To find a rough estimate of what your business rates for the year are expected to be, you can take the rateable value and then find out the correct “multiplier”.

The multiplier is an amount set by the central government in Westminster, rather than the local authority, and is what gives you the closest possible estimate to your business rates bill.

There are a couple of possible hitches which may arise while you’re going through the business rates calculation process.

Firstly, you might get asked by the Valuation Office Agency to provide some extra information about the property your business operates from if they need more knowledge before working out its rateable value.

It can sometimes take a while to get all of this information together, so if you’re concerned that you’ll run out of time, simply get in touch with the Valuation Office Agency to request more time.

It’s also possible that, once your rates have been calculated, you’ll come to the conclusion that there’s been an error in the calculation process. If you think this may have happened to you, get in touch with your local authority to find out how to ask for your property’s rateable value to be re-assessed.

Find out your business rates valuation

Find out what the rateable value of your business premises is here. 

This is a sample output of our office space in London. You can find the rateble value of any address in the UK using the search tool.

Business Rate Valuation

As the rateable value is low, it qualifies for rate relief aimed specifically at smaller companies, as detailed below.

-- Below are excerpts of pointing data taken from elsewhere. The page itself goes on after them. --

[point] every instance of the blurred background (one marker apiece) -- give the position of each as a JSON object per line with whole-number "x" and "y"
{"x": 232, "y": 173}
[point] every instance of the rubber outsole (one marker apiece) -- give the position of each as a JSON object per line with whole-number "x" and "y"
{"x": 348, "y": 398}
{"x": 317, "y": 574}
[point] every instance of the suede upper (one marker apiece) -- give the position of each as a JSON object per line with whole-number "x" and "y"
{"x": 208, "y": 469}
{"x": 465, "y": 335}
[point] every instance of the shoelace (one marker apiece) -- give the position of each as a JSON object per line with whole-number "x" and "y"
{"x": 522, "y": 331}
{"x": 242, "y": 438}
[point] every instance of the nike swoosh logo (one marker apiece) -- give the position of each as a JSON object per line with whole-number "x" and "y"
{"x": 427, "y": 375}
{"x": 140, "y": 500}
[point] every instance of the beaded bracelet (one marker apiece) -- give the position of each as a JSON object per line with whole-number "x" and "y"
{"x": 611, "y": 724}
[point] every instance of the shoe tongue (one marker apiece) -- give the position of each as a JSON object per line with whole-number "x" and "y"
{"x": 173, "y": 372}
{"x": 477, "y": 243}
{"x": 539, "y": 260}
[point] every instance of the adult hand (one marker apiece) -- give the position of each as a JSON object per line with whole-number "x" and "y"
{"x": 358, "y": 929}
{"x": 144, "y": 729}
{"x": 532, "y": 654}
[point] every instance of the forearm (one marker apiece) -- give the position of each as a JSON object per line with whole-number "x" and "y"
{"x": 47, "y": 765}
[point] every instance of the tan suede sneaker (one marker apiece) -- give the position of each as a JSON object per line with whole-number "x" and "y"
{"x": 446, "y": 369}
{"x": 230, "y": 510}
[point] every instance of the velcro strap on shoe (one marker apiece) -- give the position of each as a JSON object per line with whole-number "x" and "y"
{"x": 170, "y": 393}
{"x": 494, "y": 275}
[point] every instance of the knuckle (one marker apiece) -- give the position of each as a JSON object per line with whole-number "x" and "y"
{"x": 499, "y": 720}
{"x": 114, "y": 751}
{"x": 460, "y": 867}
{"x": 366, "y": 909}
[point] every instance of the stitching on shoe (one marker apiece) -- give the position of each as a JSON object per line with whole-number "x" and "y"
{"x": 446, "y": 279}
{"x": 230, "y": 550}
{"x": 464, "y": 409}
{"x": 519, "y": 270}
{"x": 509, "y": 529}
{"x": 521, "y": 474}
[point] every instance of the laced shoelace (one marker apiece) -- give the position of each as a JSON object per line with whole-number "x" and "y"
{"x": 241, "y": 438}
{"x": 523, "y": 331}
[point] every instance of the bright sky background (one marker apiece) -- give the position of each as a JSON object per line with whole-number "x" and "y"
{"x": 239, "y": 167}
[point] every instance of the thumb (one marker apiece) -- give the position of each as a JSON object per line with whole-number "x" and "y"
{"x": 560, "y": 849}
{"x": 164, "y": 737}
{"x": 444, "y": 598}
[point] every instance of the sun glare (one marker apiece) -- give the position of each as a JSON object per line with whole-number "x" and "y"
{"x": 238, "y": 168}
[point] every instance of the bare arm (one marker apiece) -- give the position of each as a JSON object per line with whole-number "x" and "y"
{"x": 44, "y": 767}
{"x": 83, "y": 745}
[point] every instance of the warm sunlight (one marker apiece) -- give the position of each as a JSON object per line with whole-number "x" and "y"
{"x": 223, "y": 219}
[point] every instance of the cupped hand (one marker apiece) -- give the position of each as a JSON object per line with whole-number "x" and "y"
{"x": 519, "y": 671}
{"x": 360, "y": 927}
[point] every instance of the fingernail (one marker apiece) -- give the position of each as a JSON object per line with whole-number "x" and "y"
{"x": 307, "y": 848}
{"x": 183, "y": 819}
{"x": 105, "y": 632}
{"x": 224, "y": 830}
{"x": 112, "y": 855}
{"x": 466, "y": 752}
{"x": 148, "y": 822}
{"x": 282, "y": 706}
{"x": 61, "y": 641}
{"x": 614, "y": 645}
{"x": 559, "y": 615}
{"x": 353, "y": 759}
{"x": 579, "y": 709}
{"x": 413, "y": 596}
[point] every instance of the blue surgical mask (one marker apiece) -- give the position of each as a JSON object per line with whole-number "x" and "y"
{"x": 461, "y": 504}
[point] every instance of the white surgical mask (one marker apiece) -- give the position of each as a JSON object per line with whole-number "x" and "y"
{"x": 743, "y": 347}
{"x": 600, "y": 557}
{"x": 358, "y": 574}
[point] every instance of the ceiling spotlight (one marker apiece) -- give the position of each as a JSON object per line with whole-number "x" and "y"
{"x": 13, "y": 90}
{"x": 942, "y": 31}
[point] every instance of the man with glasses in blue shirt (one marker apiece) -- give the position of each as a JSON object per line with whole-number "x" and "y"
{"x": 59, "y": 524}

What is the small business rate relief scheme?

Certain types of business are eligible for tax relief on their business rates, and it’s a good idea to find this out so that you can take full advantage of any discounts you may be able to secure.

If you’re a small business, you’re likely to be able to claim what is known as “small business rate relief”. The rules differ slightly in each of the United Kingdom’s constituent countries, so it’s a good idea to check with an accountant or adviser if you’re based outside of England.

In England, small businesses can claim this if their property’s rateable value (see above for a definition of this) is under the £15,000 threshold.

If your property’s overall rateable value is under £12,000, you’ll be completely exempt from paying business rates. If it’s between £12,001 and £15,000, as the exact figure goes up the relief will go down in proportion from 100% to 0%.

Your business also may need to only be using one property in order to qualify for relief, but if you are using more than one, you may still be eligible.

In this case, you’ll be able to get relief on your main property provided that the total rateable value of every property associated with your business is below £20,000 (or £28,000 if your properties are in London), and also that none of your business’ other properties have a rateable value above £2,899. You’ll also continue to receive relief on your main property for a year.